Re: [PATCH v3 1/3] KVM: x86: Deflect unknown MSR accesses to user space

From: Alexander Graf
Date: Mon Aug 03 2020 - 07:34:46 EST

On 03.08.20 13:27, Vitaly Kuznetsov wrote:
Alexander Graf <graf@xxxxxxxxxx> writes:

MSRs are weird. Some of them are normal control registers, such as EFER.
Some however are registers that really are model specific, not very
interesting to virtualization workloads, and not performance critical.
Others again are really just windows into package configuration.

Out of these MSRs, only the first category is necessary to implement in
kernel space. Rarely accessed MSRs, MSRs that should be fine tunes against
certain CPU models and MSRs that contain information on the package level
are much better suited for user space to process. However, over time we have
accumulated a lot of MSRs that are not the first category, but still handled
by in-kernel KVM code.

This patch adds a generic interface to handle WRMSR and RDMSR from user
space. With this, any future MSR that is part of the latter categories can
be handled in user space.

Furthermore, it allows us to replace the existing "ignore_msrs" logic with
something that applies per-VM rather than on the full system.
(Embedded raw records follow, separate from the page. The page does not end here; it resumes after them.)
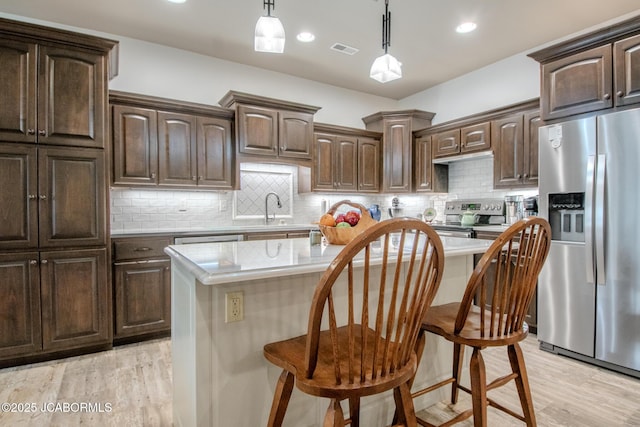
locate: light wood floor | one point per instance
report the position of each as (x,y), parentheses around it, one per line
(135,381)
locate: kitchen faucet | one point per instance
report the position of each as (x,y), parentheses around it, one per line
(266,207)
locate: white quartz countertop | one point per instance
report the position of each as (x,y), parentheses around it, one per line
(223,229)
(227,262)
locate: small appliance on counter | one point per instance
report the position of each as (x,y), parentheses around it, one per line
(484,212)
(513,206)
(530,206)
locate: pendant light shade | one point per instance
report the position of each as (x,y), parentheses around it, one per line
(386,68)
(269,35)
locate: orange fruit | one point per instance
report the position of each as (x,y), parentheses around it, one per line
(328,220)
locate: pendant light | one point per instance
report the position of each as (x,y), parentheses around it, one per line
(386,68)
(269,36)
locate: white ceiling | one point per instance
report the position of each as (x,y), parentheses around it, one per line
(422,32)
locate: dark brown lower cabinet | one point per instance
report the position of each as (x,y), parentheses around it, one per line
(54,301)
(143,297)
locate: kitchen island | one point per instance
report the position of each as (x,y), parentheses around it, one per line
(220,377)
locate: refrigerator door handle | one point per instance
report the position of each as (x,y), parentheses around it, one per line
(599,220)
(588,219)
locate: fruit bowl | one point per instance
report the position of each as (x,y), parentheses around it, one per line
(343,235)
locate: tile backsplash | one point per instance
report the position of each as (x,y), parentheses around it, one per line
(177,210)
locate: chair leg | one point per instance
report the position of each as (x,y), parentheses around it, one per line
(281,399)
(522,383)
(354,411)
(334,416)
(478,389)
(405,412)
(458,354)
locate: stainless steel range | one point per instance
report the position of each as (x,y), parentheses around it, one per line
(486,212)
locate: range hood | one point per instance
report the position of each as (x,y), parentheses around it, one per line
(463,157)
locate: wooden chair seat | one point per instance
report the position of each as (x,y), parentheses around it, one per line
(365,343)
(289,355)
(490,314)
(441,320)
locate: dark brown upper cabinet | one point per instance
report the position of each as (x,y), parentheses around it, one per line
(397,128)
(468,139)
(428,177)
(592,72)
(165,143)
(345,160)
(53,91)
(271,128)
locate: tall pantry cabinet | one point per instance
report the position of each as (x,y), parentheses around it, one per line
(55,293)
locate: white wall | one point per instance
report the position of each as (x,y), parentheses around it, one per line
(502,83)
(157,70)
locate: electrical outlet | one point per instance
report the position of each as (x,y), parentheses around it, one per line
(234,306)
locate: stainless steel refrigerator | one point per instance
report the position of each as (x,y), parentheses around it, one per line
(589,288)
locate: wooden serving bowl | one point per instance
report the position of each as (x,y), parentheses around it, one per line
(343,235)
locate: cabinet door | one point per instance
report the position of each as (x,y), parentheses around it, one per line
(475,138)
(508,134)
(72,93)
(177,162)
(215,153)
(295,134)
(20,332)
(135,146)
(76,299)
(368,165)
(18,196)
(577,84)
(423,169)
(323,168)
(397,156)
(143,298)
(18,91)
(446,143)
(626,66)
(532,123)
(257,131)
(346,163)
(72,205)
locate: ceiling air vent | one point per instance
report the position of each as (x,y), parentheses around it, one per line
(343,48)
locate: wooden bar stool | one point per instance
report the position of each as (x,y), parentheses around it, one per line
(492,313)
(372,312)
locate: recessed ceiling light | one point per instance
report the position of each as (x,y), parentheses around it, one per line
(306,37)
(466,27)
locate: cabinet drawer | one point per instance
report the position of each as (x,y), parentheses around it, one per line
(147,247)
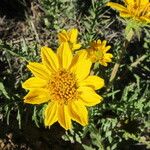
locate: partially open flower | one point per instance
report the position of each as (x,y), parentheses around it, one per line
(69,36)
(98,52)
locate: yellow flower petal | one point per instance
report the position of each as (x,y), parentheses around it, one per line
(49,58)
(34,82)
(78,112)
(65,55)
(63,36)
(117,6)
(129,2)
(94,82)
(64,116)
(107,48)
(50,114)
(89,96)
(125,14)
(37,96)
(39,70)
(73,34)
(76,46)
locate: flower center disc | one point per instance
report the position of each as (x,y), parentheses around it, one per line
(63,87)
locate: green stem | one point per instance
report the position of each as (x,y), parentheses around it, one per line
(122,53)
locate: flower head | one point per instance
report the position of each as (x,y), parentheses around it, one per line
(69,36)
(63,82)
(98,52)
(138,10)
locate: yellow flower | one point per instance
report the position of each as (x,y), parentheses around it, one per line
(69,36)
(138,10)
(98,52)
(63,82)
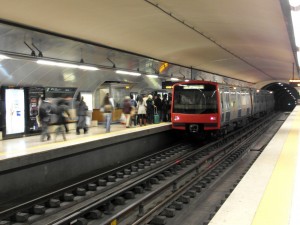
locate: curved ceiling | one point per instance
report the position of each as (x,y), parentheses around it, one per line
(246,40)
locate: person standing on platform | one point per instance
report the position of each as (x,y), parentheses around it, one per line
(44,118)
(127,110)
(61,109)
(107,112)
(164,108)
(141,110)
(133,110)
(158,104)
(150,109)
(65,113)
(169,106)
(81,110)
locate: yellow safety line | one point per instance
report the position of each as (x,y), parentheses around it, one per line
(275,206)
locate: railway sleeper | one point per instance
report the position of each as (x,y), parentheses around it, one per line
(168,212)
(158,220)
(94,214)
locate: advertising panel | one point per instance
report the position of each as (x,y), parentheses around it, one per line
(14,105)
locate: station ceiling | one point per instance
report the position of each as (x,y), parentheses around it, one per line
(250,41)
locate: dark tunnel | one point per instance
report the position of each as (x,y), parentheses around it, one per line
(284,94)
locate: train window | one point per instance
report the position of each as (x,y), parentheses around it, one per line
(193,98)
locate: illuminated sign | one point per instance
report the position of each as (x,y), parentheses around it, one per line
(295,83)
(193,86)
(163,67)
(15,108)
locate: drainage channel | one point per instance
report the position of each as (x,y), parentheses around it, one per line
(51,203)
(146,197)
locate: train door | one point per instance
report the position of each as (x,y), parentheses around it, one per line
(233,104)
(227,104)
(238,95)
(221,91)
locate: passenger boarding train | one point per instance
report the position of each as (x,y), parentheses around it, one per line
(209,107)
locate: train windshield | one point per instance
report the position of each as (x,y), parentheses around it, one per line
(195,98)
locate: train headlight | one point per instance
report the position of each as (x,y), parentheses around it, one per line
(176,118)
(213,118)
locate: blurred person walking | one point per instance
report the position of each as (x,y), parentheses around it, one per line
(107,112)
(141,111)
(44,118)
(127,110)
(81,110)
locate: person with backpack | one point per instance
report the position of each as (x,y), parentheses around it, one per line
(44,118)
(150,109)
(133,104)
(164,108)
(81,110)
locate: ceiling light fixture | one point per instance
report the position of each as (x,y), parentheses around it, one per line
(152,75)
(128,73)
(4,57)
(66,65)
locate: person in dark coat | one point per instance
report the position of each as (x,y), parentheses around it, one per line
(61,111)
(164,108)
(150,109)
(108,109)
(44,118)
(127,110)
(65,113)
(81,110)
(158,105)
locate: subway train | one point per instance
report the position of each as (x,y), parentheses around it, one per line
(211,108)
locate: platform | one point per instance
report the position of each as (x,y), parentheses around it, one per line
(269,194)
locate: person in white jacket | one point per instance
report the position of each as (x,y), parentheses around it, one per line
(141,111)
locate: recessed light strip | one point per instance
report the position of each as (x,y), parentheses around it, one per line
(66,65)
(128,73)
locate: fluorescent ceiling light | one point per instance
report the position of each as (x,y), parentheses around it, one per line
(294,3)
(152,75)
(66,65)
(4,57)
(88,68)
(128,73)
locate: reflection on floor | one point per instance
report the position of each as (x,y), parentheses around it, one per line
(28,145)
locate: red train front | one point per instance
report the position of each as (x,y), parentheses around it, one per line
(196,106)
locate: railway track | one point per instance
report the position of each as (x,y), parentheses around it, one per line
(146,191)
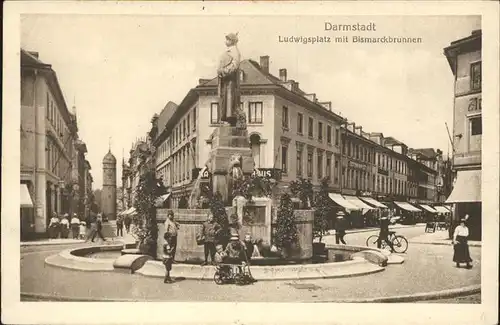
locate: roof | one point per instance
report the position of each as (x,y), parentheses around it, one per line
(109,158)
(425,153)
(255,75)
(30,60)
(470,43)
(165,115)
(392,141)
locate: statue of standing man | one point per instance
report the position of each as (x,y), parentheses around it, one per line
(228,77)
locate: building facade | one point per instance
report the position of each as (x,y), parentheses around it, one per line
(51,152)
(108,194)
(292,135)
(464,58)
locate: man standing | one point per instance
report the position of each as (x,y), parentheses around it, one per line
(119,226)
(98,231)
(75,226)
(210,232)
(340,228)
(65,226)
(384,231)
(171,228)
(228,81)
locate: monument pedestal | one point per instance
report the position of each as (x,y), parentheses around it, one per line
(227,142)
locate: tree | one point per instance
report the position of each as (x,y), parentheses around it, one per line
(148,191)
(322,211)
(286,229)
(302,189)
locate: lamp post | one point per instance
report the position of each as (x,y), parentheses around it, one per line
(342,143)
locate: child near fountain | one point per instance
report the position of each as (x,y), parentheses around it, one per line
(167,258)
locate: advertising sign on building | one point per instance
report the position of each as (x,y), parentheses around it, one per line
(196,172)
(269,173)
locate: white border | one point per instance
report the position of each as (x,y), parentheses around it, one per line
(246,313)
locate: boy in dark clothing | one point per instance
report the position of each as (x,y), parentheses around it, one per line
(167,258)
(340,228)
(384,232)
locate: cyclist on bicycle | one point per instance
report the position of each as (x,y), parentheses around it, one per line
(384,231)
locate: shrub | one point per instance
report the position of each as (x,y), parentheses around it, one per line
(286,229)
(323,210)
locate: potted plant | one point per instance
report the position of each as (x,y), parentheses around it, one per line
(285,236)
(322,211)
(148,191)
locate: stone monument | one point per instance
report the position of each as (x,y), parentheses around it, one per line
(230,156)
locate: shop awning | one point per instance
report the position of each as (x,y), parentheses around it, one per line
(441,209)
(406,206)
(159,201)
(357,202)
(467,187)
(428,208)
(373,202)
(337,198)
(26,201)
(129,211)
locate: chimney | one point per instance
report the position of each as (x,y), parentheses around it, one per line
(311,97)
(283,75)
(35,54)
(351,126)
(264,63)
(327,105)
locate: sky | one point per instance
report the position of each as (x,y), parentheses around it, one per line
(120,70)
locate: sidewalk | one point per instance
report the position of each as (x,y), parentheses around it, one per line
(440,237)
(65,241)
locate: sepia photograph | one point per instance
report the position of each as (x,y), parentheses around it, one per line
(226,158)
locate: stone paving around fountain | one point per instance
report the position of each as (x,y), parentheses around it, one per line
(427,273)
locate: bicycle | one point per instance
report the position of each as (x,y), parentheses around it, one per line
(399,242)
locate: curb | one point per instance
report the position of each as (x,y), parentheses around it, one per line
(48,243)
(443,243)
(434,295)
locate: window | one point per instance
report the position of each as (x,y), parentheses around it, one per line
(320,166)
(309,164)
(194,119)
(47,109)
(300,120)
(329,167)
(476,127)
(255,112)
(475,75)
(284,117)
(214,113)
(310,127)
(284,160)
(299,162)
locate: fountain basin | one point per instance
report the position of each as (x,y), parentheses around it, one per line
(191,221)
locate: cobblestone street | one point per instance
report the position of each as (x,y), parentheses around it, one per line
(426,268)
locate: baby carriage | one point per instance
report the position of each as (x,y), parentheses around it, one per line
(232,271)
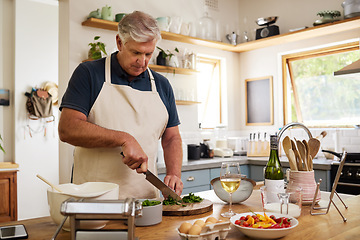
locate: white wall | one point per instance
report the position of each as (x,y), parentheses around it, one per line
(36,61)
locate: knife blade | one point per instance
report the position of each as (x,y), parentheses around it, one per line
(166,191)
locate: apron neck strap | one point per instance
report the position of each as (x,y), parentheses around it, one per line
(152,80)
(108,69)
(108,74)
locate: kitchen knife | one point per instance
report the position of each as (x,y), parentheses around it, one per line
(154,180)
(166,191)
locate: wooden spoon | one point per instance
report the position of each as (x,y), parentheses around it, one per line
(297,155)
(292,160)
(307,154)
(314,146)
(302,152)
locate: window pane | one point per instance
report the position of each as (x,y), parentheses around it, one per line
(323,98)
(208,93)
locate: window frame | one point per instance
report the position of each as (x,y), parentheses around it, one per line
(286,71)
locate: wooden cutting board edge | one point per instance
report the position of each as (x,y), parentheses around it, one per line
(190,209)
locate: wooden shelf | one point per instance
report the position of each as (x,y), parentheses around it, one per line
(167,69)
(181,102)
(321,30)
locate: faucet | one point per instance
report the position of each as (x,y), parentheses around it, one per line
(292,124)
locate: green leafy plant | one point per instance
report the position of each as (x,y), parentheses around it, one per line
(96,48)
(167,53)
(1,148)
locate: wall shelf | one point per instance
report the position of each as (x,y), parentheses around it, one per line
(321,30)
(182,102)
(174,70)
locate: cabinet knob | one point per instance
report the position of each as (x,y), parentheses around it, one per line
(190,179)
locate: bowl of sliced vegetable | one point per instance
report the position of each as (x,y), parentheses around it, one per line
(261,226)
(151,213)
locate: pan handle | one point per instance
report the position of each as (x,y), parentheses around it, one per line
(334,153)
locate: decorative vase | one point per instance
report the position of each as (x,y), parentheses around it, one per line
(305,180)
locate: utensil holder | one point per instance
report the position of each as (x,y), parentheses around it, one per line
(342,161)
(305,180)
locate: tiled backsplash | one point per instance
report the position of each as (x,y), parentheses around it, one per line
(337,140)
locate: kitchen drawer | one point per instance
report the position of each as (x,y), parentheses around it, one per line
(192,179)
(188,190)
(195,178)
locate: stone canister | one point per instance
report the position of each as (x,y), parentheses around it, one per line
(305,180)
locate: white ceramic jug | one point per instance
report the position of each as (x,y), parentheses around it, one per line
(175,25)
(164,23)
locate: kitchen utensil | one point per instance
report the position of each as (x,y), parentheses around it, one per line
(288,201)
(307,154)
(264,233)
(88,190)
(241,194)
(185,209)
(350,157)
(49,183)
(166,191)
(292,160)
(305,180)
(302,153)
(314,146)
(297,155)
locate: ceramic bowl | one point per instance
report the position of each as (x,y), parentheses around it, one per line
(151,215)
(89,190)
(241,194)
(259,233)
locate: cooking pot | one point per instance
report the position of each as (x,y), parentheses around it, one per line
(351,8)
(350,157)
(194,152)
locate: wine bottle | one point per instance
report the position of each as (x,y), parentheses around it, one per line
(274,175)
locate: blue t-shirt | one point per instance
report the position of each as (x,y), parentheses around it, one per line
(88,78)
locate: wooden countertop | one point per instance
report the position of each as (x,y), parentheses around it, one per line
(329,226)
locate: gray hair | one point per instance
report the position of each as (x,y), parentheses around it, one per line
(139,26)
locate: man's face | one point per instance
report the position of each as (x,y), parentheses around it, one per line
(133,56)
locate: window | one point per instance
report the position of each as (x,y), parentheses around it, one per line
(209,92)
(314,96)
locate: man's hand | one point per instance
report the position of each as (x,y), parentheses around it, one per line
(175,183)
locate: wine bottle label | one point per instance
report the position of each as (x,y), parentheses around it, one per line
(273,187)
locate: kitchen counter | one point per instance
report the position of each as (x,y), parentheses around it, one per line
(319,163)
(329,226)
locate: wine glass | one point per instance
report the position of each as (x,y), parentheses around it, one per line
(230,178)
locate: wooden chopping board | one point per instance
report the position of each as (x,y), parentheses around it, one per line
(190,208)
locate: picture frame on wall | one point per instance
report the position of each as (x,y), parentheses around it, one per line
(259,101)
(4,97)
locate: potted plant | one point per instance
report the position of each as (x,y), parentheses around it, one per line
(1,148)
(167,58)
(96,49)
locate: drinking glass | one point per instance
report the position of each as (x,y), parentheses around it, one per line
(230,178)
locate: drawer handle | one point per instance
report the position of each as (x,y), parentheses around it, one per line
(190,179)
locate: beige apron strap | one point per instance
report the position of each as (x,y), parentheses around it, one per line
(108,69)
(152,80)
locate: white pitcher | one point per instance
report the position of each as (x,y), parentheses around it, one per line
(175,25)
(164,23)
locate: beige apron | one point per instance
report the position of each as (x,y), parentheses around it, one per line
(139,113)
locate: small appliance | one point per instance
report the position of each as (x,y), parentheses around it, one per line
(267,31)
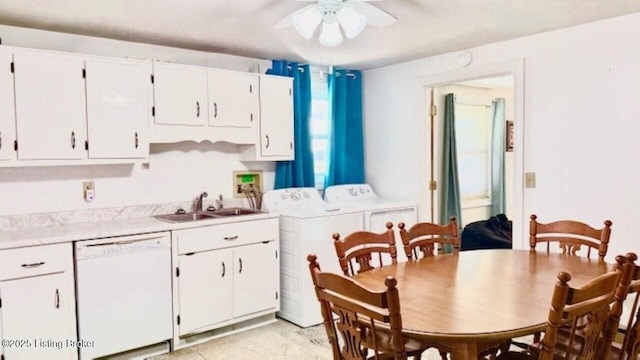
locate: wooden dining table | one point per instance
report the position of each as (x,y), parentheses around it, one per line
(463,302)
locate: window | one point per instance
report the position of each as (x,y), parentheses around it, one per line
(319,124)
(473,141)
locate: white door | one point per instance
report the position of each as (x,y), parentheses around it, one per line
(233,99)
(276,116)
(50,106)
(37,310)
(119,101)
(255,282)
(180,94)
(7,110)
(205,289)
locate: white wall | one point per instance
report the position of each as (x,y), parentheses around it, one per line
(176,172)
(581,124)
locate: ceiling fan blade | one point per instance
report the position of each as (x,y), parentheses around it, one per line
(376,17)
(288,21)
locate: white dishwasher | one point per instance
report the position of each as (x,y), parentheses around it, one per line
(123,293)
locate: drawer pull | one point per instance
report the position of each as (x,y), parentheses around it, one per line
(34,265)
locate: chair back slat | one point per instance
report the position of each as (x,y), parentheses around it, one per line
(571,236)
(358,249)
(422,238)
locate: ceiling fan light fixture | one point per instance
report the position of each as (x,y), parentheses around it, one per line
(330,34)
(351,21)
(307,21)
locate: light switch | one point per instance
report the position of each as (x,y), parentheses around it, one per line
(530,180)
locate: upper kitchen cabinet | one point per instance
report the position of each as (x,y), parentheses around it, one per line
(233,99)
(180,94)
(275,140)
(119,103)
(7,110)
(50,106)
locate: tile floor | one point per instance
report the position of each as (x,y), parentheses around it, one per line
(279,341)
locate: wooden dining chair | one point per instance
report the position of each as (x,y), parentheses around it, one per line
(582,321)
(360,248)
(368,324)
(571,235)
(424,237)
(630,346)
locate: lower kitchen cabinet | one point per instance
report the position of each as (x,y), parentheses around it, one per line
(37,313)
(225,274)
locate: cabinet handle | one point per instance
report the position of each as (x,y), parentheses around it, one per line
(33,265)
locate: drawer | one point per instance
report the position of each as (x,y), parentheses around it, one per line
(37,260)
(226,235)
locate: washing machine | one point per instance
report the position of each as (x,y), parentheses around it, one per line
(376,211)
(307,224)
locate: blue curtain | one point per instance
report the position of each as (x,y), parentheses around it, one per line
(450,181)
(498,142)
(346,144)
(299,172)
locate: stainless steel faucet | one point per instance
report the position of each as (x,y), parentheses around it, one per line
(199,205)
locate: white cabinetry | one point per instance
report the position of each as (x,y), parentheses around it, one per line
(38,304)
(119,101)
(276,120)
(7,110)
(50,106)
(180,95)
(233,98)
(226,274)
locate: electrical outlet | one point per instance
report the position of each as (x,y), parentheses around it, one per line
(530,180)
(89,191)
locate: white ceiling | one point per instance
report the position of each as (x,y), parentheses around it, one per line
(245,27)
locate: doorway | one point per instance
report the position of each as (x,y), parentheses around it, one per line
(477,77)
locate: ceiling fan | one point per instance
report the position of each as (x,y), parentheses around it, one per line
(350,15)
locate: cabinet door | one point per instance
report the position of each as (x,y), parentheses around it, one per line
(38,309)
(233,99)
(255,281)
(118,108)
(180,94)
(7,110)
(50,106)
(276,117)
(205,289)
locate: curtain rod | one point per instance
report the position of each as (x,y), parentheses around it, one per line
(322,71)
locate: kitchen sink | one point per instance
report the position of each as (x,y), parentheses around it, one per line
(184,217)
(233,212)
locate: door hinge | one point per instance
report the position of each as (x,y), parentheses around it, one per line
(433,110)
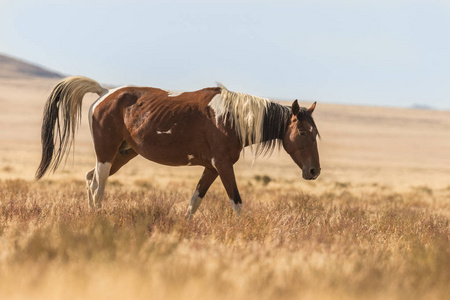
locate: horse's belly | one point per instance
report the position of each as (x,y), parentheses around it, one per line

That way you
can run productive VMs in parallel to experimental ones where you don't care
about proper MSR handling.

Signed-off-by: Alexander Graf <graf@xxxxxxxxxx>


v1 -> v2:

- deflect all #GP injection events to user space, not just unknown MSRs.
That was we can also deflect allowlist errors later
- fix emulator case

v2 -> v3:

- return r if r == X86EMUL_IO_NEEDED
- Use complete_userspace_io logic instead of reply field
- Simplify trapping code
Documentation/virt/kvm/api.rst | 62 +++++++++++++++++++
arch/x86/include/asm/kvm_host.h | 6 ++
arch/x86/kvm/emulate.c | 18 +++++-
arch/x86/kvm/x86.c | 106 ++++++++++++++++++++++++++++++--
include/trace/events/kvm.h | 2 +-
include/uapi/linux/kvm.h | 10 +++
6 files changed, 197 insertions(+), 7 deletions(-)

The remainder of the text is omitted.